My walls are still pretty hard where God is concerned. Acts of faith that require my heart’s involvement, like singing in church, cause me to freeze. I move my lips and try to join in with a congregation in song, but it’s forced and mechanical. Eventually, I just stop singing.
A child who’s endured attachment trauma may be incapable of certain “normal” behaviors for a time. Doing ordinary tasks may feel forced or mechanical, or scary and unsafe. He will need reassurance over and over and over that his safe adult really IS safe. Then, perhaps, the walls around his heart can create doors and windows to let someone in. When he’s sure he’s safe, he can return to a semblance of normal life.
I’m looking forward to the day when I feel safe enough to sing.
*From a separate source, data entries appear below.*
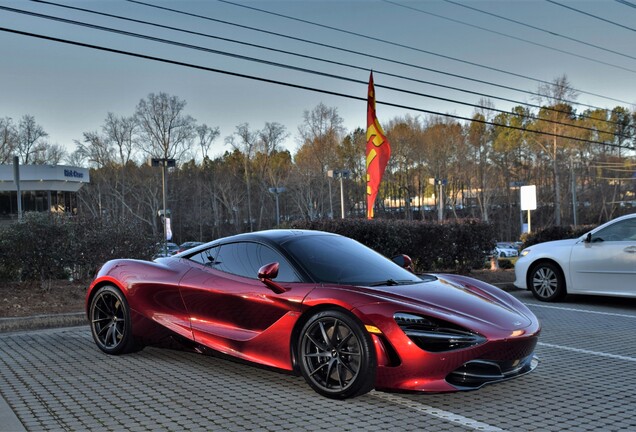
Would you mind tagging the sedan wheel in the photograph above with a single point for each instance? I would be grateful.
(547, 282)
(336, 355)
(110, 321)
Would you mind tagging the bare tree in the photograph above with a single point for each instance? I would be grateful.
(206, 136)
(96, 149)
(30, 138)
(49, 154)
(245, 141)
(119, 131)
(8, 139)
(557, 110)
(164, 130)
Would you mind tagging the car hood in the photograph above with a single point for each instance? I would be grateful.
(554, 244)
(459, 299)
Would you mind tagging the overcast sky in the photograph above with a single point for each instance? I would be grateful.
(502, 48)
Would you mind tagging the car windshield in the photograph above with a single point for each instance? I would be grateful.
(335, 259)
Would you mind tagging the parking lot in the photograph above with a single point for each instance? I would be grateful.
(58, 380)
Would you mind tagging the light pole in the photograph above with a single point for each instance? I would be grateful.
(277, 191)
(163, 163)
(339, 174)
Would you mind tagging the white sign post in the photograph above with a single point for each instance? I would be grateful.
(528, 201)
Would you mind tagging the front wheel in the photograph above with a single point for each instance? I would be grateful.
(336, 355)
(547, 282)
(110, 321)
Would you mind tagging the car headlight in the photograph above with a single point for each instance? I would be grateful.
(435, 335)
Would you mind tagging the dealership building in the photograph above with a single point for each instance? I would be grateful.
(44, 188)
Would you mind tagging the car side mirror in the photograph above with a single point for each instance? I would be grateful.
(404, 261)
(269, 272)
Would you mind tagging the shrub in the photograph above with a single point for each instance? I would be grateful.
(48, 246)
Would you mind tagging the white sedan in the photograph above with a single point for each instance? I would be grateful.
(601, 262)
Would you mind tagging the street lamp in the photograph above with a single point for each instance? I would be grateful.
(276, 192)
(340, 174)
(163, 163)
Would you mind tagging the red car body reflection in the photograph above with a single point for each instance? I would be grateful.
(326, 307)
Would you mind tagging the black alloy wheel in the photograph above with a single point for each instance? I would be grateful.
(336, 355)
(110, 321)
(546, 282)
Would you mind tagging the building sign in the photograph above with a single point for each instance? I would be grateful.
(73, 173)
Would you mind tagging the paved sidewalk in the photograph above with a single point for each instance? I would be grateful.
(8, 420)
(39, 322)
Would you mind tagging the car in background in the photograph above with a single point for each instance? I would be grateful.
(600, 262)
(506, 250)
(188, 245)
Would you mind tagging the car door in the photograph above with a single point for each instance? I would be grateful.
(230, 309)
(606, 264)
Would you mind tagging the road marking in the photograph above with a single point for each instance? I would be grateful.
(583, 351)
(439, 413)
(581, 310)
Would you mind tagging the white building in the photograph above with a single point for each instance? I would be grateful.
(49, 188)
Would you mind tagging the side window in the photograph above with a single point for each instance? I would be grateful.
(206, 257)
(245, 259)
(624, 230)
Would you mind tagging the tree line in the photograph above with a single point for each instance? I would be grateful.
(583, 165)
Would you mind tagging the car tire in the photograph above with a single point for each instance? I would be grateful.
(110, 322)
(546, 282)
(336, 355)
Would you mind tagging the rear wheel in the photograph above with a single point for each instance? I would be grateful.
(336, 355)
(110, 321)
(546, 282)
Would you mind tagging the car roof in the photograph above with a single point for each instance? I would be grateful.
(274, 236)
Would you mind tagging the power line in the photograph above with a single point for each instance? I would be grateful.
(591, 15)
(531, 117)
(298, 86)
(626, 3)
(403, 45)
(562, 51)
(370, 55)
(553, 33)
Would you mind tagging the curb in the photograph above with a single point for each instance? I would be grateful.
(39, 322)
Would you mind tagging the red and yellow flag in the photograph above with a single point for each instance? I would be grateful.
(378, 151)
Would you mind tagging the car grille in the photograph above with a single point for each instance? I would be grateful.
(477, 373)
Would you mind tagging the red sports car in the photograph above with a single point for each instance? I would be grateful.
(321, 305)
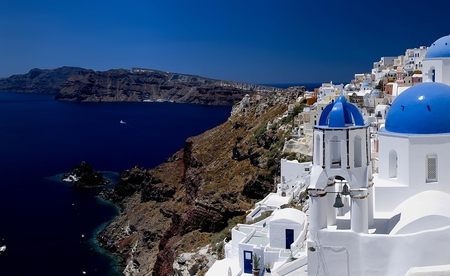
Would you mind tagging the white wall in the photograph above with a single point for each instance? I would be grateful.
(277, 232)
(373, 254)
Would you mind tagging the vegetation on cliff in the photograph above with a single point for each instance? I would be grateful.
(194, 197)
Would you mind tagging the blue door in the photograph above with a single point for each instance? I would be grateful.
(247, 261)
(289, 238)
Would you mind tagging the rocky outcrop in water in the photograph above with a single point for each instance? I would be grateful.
(83, 175)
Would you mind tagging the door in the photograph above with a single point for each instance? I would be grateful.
(247, 261)
(289, 238)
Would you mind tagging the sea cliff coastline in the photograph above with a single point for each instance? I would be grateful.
(135, 85)
(188, 201)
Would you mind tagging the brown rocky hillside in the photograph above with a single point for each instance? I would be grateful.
(191, 199)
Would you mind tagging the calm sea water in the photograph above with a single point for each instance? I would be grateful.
(47, 225)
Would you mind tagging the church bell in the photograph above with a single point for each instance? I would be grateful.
(345, 190)
(338, 202)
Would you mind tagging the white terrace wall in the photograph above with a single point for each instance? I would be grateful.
(350, 253)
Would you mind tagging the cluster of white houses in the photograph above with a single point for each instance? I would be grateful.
(378, 185)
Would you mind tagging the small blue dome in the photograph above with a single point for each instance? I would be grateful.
(440, 48)
(421, 109)
(340, 113)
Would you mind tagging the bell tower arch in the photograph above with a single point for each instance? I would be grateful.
(342, 142)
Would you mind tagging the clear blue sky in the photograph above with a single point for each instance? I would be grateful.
(265, 41)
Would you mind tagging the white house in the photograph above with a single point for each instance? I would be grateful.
(436, 64)
(397, 220)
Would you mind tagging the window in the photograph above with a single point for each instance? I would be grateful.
(317, 148)
(393, 164)
(335, 152)
(431, 168)
(358, 151)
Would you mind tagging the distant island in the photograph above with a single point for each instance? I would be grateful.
(135, 85)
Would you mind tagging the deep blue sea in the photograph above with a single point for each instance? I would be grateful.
(49, 226)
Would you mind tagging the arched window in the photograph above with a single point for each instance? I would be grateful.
(317, 147)
(432, 168)
(335, 152)
(357, 152)
(393, 164)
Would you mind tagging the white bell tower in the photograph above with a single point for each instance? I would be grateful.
(341, 151)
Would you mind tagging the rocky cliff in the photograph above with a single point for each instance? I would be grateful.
(136, 85)
(44, 81)
(140, 85)
(196, 195)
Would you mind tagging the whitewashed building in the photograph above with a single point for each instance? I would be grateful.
(436, 64)
(398, 220)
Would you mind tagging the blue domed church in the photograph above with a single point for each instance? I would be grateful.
(395, 221)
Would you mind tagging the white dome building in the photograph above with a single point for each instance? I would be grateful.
(436, 64)
(397, 220)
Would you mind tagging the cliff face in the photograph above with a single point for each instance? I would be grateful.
(44, 81)
(150, 85)
(136, 85)
(189, 200)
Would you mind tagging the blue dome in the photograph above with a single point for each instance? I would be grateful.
(421, 109)
(340, 113)
(440, 48)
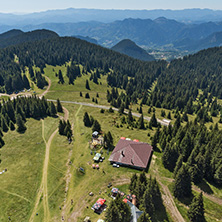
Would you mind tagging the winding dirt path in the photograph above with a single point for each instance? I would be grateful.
(43, 189)
(170, 204)
(108, 107)
(48, 87)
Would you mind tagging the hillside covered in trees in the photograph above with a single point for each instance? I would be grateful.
(58, 51)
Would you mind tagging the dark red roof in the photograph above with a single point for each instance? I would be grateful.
(132, 153)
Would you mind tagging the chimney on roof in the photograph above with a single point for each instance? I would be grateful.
(134, 200)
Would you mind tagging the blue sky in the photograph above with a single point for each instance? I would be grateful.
(43, 5)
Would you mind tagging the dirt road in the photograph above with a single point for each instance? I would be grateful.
(107, 107)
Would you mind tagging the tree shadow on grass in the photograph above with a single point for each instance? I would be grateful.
(160, 213)
(186, 200)
(205, 187)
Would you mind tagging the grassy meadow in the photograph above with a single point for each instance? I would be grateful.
(23, 155)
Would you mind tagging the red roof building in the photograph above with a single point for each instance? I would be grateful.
(132, 154)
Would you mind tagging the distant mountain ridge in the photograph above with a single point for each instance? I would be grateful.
(15, 37)
(144, 32)
(72, 15)
(129, 48)
(86, 38)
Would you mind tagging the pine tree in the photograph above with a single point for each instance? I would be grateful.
(130, 117)
(179, 163)
(153, 120)
(96, 126)
(196, 210)
(147, 201)
(59, 106)
(61, 79)
(121, 109)
(87, 96)
(144, 217)
(86, 120)
(170, 157)
(142, 178)
(87, 85)
(4, 125)
(154, 142)
(21, 128)
(112, 213)
(11, 126)
(62, 126)
(169, 115)
(182, 183)
(141, 122)
(133, 181)
(52, 109)
(109, 141)
(2, 142)
(25, 82)
(118, 211)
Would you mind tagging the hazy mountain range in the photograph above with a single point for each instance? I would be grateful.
(15, 37)
(78, 15)
(108, 27)
(129, 48)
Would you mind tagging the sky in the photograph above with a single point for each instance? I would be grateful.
(27, 6)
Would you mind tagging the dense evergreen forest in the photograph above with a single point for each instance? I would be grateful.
(178, 83)
(16, 111)
(192, 146)
(181, 80)
(58, 51)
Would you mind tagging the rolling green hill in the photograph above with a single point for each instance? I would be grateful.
(129, 48)
(43, 181)
(16, 37)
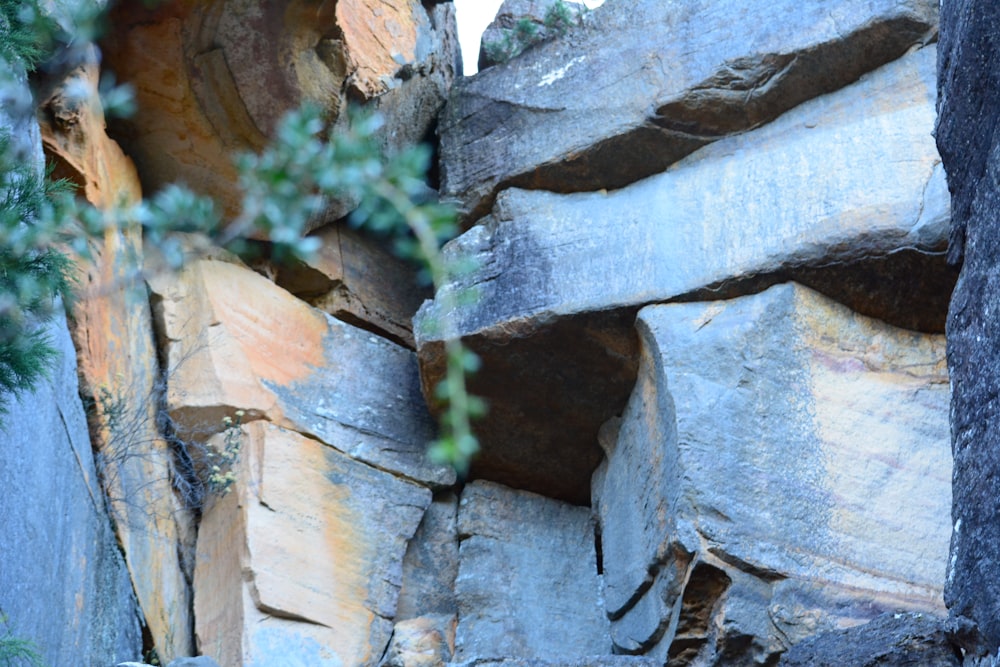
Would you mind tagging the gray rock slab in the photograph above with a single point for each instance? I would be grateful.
(527, 584)
(63, 582)
(966, 136)
(597, 661)
(890, 640)
(431, 563)
(642, 84)
(500, 31)
(848, 180)
(783, 439)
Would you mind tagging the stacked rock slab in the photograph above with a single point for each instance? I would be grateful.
(841, 185)
(305, 558)
(112, 328)
(642, 84)
(64, 585)
(966, 134)
(213, 78)
(781, 469)
(233, 340)
(527, 584)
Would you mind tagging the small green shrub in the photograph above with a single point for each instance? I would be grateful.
(17, 651)
(526, 33)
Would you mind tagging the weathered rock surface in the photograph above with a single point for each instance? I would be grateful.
(890, 640)
(598, 661)
(235, 341)
(425, 641)
(527, 583)
(643, 84)
(357, 281)
(966, 135)
(431, 563)
(304, 558)
(510, 13)
(113, 332)
(213, 78)
(63, 582)
(782, 468)
(847, 180)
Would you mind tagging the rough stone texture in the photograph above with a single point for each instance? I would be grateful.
(303, 561)
(199, 661)
(427, 641)
(966, 135)
(213, 78)
(597, 661)
(527, 583)
(235, 341)
(890, 640)
(112, 329)
(63, 582)
(782, 468)
(356, 280)
(560, 277)
(431, 563)
(644, 83)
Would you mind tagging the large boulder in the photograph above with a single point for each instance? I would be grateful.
(233, 340)
(782, 468)
(845, 192)
(213, 78)
(642, 84)
(302, 562)
(527, 584)
(966, 134)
It won’t offend me if it takes a child a long time to trust me. It may make me sad or disappointed, but a part of me will understand. A part of me will think, I know. My heart was broken, too. I know why you want to protect your heart. I know what it’s like to trust someone you love with everything you have, and the disappointment of seeing your trust turn to pain.
I will try to take down some of my wall to let my brokenness touch the brokenness of a child. Maybe there, some of our broken pieces will fit together. Maybe there, we’ll take small steps toward healing. Maybe in the broken places yet to come, my heart’s walls will slowly come down.